2009_10_21J’aime beaucoup l’idée de recyclage dans le sens de récupération et de transformation (une petite réflexion à lire ici) et je suis toujours curieuse de découvrir les campagnes de publicité à ce sujet.

La Semaine européenne de la réduction des déchets commence aujourd’hui. Le slogan « Réduisons nos déchets, ça déborde » évoqué dans l’article d’Actu Environnement m’a plu mais je suis un peu étonnée devant le visuel. Un monstre de détritus, une menace permanente de déchets ménagers : la campagne est construite sur un registre assez culpabilisant. Cela dit, elle ne s’arrête pas là et le site Internet offre des solutions nombreuses pour la maison comme pour l’entreprise. 

Un exemple, les vêtements :

Des associations collectent des vêtements, des livres, des jouets ou encore du mobilier afin de leur donner une nouvelle vie et de les redistribuer à ceux qui en ont besoin. Les vide-greniers, les brocantes, ou les dépôts-ventes sont également un moyen de transmettre à d’autres ce dont on n’a plus l’usage. En donnant par exemple des vêtements qu’on ne porte plus, on peut réduire ses déchets de 2 kg par personne et par an.

Finalement, l’initiative  que je préfère dans la campagne européenne vient de Belfast, elle s’appelle Stitch and Style (Maille et Style). Il y a quelque chose de rétro dans l’affiche qui rend l’opération attirante, sympathique, accessible. Bon clairement, mon humeur n’est ni au tricot ni à la couture mais plutôt à fouiller dans les placards et à réinventer avec ce qu’il y a. Le recyclage, une des petites joies du quotidien, je vous dis.

Recyclage

Recyclage. n. m.  (1960 ; de re- et cycle). Nouveau traitement, nouveau passage (dans un cycle d’opérations). Le mot est rentré dans le langage courant et Recycler est devenu un slogan et une habitude pour beaucoup. D’ailleurs, c’est bien pour ça que hier soir, après notre dîner, nous traversions le centre ville avec nos bouteilles en plastique et en verre. Au-delà du tri sélectif, j’aime l’idée de réutiliser. Faire du neuf avec du vieux. Changer la décoration d’une pièce à partir de rien, un peu de peinture et d’imagination. Echanger, prêter des accessoires et des bijoux (°message subliminal à ma soeur°). Retrouver un objet fétiche dans un placard et l’adopter à nouveau.
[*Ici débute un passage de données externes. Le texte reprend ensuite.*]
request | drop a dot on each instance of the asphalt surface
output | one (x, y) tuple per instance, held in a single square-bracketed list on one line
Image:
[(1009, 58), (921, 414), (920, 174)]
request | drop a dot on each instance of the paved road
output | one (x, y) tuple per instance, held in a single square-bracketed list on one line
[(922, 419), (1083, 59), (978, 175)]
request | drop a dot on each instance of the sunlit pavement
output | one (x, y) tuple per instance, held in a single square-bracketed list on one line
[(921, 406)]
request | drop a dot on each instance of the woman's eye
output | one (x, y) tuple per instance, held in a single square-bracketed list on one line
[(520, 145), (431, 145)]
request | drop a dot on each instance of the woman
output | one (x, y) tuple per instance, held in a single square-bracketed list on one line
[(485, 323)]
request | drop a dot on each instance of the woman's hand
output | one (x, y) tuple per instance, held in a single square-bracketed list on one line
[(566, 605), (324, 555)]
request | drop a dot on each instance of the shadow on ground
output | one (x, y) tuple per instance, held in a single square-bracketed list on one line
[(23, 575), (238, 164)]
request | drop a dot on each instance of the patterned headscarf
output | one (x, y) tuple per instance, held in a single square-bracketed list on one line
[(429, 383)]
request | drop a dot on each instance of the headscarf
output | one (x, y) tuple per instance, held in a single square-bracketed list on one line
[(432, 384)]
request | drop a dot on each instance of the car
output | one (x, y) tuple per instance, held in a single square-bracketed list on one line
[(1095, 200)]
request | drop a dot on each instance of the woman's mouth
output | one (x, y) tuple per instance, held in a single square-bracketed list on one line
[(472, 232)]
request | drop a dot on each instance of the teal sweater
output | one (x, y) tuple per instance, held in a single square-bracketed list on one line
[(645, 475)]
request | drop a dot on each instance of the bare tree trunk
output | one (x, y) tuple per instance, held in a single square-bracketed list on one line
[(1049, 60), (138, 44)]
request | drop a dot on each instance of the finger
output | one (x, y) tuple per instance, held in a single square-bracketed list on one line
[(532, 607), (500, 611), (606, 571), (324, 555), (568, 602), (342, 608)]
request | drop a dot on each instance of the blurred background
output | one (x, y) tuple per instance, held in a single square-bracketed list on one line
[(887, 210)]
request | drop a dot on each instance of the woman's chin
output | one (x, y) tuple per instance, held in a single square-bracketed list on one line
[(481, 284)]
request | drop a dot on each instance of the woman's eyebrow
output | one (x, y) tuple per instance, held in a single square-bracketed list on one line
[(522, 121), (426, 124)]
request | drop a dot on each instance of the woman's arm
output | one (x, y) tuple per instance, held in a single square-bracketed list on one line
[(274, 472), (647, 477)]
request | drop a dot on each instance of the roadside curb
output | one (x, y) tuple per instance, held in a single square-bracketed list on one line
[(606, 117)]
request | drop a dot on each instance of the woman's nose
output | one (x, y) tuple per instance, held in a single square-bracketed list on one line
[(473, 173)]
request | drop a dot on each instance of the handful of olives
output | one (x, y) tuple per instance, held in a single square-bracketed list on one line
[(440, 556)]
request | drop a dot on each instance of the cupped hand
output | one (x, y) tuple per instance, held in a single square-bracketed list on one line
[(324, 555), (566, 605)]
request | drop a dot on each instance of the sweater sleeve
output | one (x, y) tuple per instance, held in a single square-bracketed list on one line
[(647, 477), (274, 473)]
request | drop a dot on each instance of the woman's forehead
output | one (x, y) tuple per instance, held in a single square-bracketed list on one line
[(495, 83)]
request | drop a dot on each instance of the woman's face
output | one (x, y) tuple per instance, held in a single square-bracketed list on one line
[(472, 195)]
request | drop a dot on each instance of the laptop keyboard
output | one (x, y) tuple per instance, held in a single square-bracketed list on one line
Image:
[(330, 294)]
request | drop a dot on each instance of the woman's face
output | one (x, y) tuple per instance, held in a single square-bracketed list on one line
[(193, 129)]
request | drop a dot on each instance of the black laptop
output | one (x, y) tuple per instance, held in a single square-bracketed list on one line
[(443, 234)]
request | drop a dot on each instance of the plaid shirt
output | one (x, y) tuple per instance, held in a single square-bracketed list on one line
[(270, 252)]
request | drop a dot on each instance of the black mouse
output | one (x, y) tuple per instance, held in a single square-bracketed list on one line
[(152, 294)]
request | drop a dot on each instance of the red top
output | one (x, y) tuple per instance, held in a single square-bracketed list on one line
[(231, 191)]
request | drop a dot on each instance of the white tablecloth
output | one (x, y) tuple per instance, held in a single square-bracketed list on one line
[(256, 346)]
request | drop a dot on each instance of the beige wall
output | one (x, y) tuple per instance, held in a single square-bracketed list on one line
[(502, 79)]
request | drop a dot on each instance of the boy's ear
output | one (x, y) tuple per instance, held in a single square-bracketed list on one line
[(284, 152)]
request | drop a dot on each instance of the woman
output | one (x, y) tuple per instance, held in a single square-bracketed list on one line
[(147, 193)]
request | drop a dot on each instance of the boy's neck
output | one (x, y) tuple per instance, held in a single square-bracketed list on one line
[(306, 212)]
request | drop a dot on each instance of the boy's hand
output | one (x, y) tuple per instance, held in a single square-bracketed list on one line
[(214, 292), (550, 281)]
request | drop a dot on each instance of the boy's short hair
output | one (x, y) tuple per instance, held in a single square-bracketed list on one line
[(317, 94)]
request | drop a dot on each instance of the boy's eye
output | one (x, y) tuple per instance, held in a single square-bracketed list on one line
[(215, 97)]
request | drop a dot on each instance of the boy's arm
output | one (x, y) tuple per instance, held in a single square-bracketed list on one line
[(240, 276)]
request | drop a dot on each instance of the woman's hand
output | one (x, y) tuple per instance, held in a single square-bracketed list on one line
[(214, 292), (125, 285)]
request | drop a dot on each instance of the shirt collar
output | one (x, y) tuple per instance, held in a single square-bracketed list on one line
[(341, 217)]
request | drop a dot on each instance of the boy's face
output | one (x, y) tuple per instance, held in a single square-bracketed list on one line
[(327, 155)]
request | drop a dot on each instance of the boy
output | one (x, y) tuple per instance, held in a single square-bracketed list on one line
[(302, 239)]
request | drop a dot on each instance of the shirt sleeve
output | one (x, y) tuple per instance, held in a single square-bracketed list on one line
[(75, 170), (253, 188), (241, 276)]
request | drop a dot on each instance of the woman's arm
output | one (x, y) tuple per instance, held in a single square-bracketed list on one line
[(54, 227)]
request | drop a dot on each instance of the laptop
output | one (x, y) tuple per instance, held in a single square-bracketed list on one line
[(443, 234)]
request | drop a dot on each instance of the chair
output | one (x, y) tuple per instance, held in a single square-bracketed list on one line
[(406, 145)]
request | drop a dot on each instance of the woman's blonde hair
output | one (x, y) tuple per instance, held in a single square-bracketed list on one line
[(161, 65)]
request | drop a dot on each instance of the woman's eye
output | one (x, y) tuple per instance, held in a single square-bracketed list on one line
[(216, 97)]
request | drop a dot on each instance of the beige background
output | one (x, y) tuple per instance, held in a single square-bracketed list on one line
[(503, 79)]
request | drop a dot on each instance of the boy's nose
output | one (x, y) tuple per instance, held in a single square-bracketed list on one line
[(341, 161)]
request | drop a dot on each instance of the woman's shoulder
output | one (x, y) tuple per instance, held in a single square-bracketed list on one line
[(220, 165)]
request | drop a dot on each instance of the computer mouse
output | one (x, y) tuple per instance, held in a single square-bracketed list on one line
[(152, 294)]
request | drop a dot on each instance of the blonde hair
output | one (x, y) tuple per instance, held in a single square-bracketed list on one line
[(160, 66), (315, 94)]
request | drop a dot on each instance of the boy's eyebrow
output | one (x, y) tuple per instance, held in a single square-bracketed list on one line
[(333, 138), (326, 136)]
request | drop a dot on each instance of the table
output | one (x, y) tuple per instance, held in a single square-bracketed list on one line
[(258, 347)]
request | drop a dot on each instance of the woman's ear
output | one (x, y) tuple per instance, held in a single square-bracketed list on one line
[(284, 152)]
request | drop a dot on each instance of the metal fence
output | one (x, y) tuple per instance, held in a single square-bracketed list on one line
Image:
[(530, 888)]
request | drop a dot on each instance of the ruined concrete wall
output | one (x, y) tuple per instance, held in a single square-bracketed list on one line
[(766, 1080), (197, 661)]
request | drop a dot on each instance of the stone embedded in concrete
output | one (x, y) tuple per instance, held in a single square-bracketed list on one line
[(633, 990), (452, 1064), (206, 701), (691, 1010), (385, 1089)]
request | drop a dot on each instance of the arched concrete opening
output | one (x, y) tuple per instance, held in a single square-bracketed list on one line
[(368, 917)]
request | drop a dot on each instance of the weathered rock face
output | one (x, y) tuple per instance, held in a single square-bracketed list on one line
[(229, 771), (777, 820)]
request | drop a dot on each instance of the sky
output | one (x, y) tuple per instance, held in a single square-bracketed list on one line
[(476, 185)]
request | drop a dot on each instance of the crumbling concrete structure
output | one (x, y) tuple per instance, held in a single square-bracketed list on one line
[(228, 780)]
Le recyclage des activités semble aussi être en vogue. Opportunisme ou militantisme de longue date, ils sont nombreux, entreprises, politiques, célébrités à effectuer un virage dans leurs engagements. Les listes écolos qui réalisent un bon score en Europe ; Gisele Bündchen businesswoman accomplie qui défend sa marque Ipanema et s’engage en faveur de The Rainforest Alliance ; Gwyneth Paltrow actrice incarnant la new-yorkaise typique qui fait la promotion du bien-être spirituel et corporel avec GOOP ;  Zara et H&M symboles de la fast fashion qui développent des lignes en coton issu de la production biologique. Comme si se recycler était devenu un passage obligé pour asseoir sa crédibilité et sa notoriété, comme si recycler était devenu synonyme d’innover.